Ingestion & digestion
Don’t shit where you eat will never apply to goats.
They can literally shit and eat at the same time. So they do. They chow down on alfalfa flakes while simultaneously releasing acorn turds. All it takes is a raised tail and out propel the rounded pebbles, which later play an integral role in creating mulch.
Goats eat grain, hay, alfalfa, baking soda, minerals and whatever they find during open grazing.
They eat and shit and shit and eat. They clomp around on shit-coated hay, churning it into a prime worm-infested natural fertilizer. Then we lay the hay-manure mixture on the garden beds, plant seeds inches deep in goat secretion and wait until we smell garlic.
The plants feed the goats and the goats feed the plants, and both the goats and the plants feed us. And this type of full-circle feeding is life on a farm.
You’re not worth a shit is something goats never hear because, like I said, their shit is valuable. And so is their milk. Just one milking session renders a 2.5-gallon bucket of raw, non-pasteurized goat milk.
All it takes is hydrogen peroxide, a $70 Dansha Farms hand milking machine
, a mason jar, and strong hands. The machine is made up of “Y” shaped tubes. The bottom of the “Y” drips into the mason jar while the two arms suction each respective nip. Usually you’ll need to massage the jugs before establishing a steady flow. Emma has particularly nice flow.
When the machine decides to take a nap, we milk solely by hand: thumb and forefinger in a ring at the base of the nipple, remaining fingers pumping the teat like a heartbeat. Never pull. Maintain a gentle level of pressure while wrapping your other fingers around the nipple.
For speedier hand milking, designate one hand to each nipple and switch off relieving the nipple of all liquid. Remove pressure in between teats, wait for the nipple to fill back up, and repeat.
Goat nipples are longer, plumper and more sausage-shaped than human nipples.
Like humans, they usually come two per goat, but Poppy was born with four. Pearl only has one working nip because she developed mastitis. Poor Jewel doesn’t produce milk, and if you can’t milk it, you eat it. Bye, Jewel. See you in my dinner.
You’re cute as shit can often apply to goats.

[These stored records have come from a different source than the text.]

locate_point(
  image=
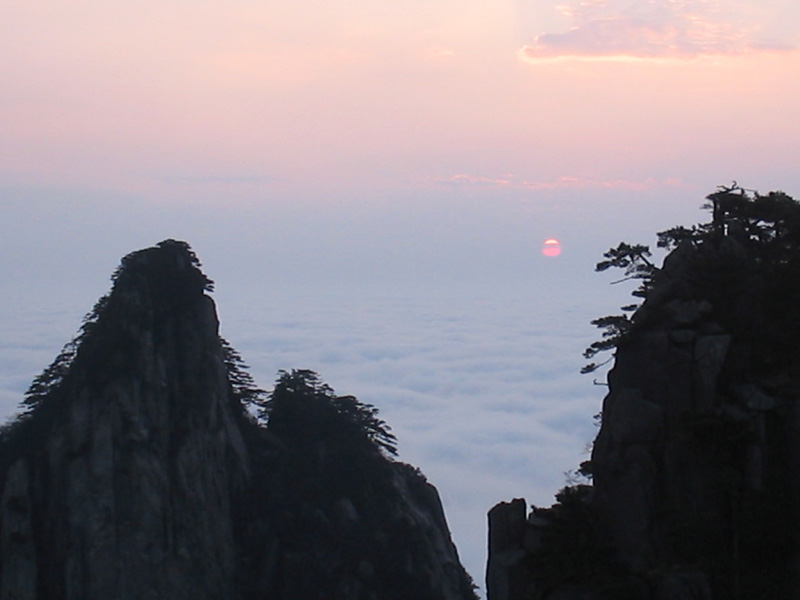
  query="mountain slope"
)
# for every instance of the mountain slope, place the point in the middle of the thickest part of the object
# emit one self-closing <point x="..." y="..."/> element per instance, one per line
<point x="137" y="472"/>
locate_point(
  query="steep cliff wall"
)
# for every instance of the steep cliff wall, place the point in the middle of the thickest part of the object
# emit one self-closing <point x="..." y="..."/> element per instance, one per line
<point x="695" y="491"/>
<point x="137" y="473"/>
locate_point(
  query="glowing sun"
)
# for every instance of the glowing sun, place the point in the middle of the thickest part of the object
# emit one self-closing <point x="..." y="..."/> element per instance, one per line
<point x="551" y="247"/>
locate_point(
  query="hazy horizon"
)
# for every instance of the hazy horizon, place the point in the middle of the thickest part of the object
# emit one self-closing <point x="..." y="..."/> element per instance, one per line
<point x="375" y="182"/>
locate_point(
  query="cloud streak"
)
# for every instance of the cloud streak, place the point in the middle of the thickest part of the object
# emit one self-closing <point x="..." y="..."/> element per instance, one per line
<point x="564" y="182"/>
<point x="656" y="30"/>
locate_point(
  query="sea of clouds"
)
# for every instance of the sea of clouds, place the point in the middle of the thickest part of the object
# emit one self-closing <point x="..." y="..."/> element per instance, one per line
<point x="480" y="384"/>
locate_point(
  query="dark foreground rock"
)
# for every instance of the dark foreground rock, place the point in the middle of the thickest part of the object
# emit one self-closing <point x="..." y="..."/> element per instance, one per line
<point x="137" y="473"/>
<point x="695" y="492"/>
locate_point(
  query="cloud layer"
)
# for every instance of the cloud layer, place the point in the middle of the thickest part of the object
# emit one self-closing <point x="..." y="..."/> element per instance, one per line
<point x="480" y="385"/>
<point x="659" y="29"/>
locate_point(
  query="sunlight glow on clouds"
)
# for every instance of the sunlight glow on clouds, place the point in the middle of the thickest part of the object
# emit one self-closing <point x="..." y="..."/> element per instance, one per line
<point x="656" y="30"/>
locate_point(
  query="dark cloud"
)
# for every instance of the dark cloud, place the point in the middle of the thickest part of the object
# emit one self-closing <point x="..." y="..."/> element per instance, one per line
<point x="662" y="29"/>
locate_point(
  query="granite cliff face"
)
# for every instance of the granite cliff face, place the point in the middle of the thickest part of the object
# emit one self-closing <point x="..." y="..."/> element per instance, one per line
<point x="695" y="488"/>
<point x="137" y="472"/>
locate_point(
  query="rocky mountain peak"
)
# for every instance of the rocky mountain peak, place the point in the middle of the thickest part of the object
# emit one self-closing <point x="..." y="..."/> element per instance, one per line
<point x="137" y="470"/>
<point x="694" y="490"/>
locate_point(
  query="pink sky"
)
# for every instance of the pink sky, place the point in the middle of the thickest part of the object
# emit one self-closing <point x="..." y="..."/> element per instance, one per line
<point x="419" y="143"/>
<point x="173" y="99"/>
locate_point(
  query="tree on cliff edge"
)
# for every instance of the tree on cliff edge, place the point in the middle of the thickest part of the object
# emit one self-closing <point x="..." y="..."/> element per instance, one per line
<point x="759" y="235"/>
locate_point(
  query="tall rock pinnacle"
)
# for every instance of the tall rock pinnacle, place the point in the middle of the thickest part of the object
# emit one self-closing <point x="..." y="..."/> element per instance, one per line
<point x="137" y="473"/>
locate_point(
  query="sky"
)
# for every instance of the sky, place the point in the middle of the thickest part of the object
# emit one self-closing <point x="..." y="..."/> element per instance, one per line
<point x="370" y="186"/>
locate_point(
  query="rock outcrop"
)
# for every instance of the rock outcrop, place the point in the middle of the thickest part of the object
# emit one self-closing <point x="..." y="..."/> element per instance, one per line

Why do they all have names? Because they’re highly intelligent, social animals. Each has a personality, and at times, their behaviors mirror that of dogs.
Jasper, the alpha male, has two-feet-long curled horns that can cause a hematoma, but look into his old man eyes and there he reveals his soft demeanor. His lips curl upward and his eyes close
sleepily when pet along his snout. When I stop, he nudges his nose into my hand ever so slightly.
Lily’s been acting out. She hasn’t been getting any grain because we’re reducing her milk production, or “drying her off.” Because grain is goat gold, drying off is very frustrating. Frustrating enough to ram the barn wall head-first, knocking it clear down. Your dog eats your underwear, your goat rams your wall.
Ruby’s the runt of the litter, and her mother rejected her at birth. The mature mama goats never hesitate to headbutt Ruby if she gets in their way. She’s always scampering underneath the feeder, desperate to find a gap in goat bodies for just a taste of those green alfalfa stalks. She’s rarely successful, so sometimes I slip her a handful when the others aren’t paying attention.
Goats smile and grimace. They get into trouble and freeze when you catch them. They cuddle and play with each other. They nuzzle you. They wag their tails at the sight of food. They bite at your hair when they want seconds. Their hair stands up when they’re upset. They’re delicate, intricate animals who give us cheese, meat, soap, lotion and of course milk.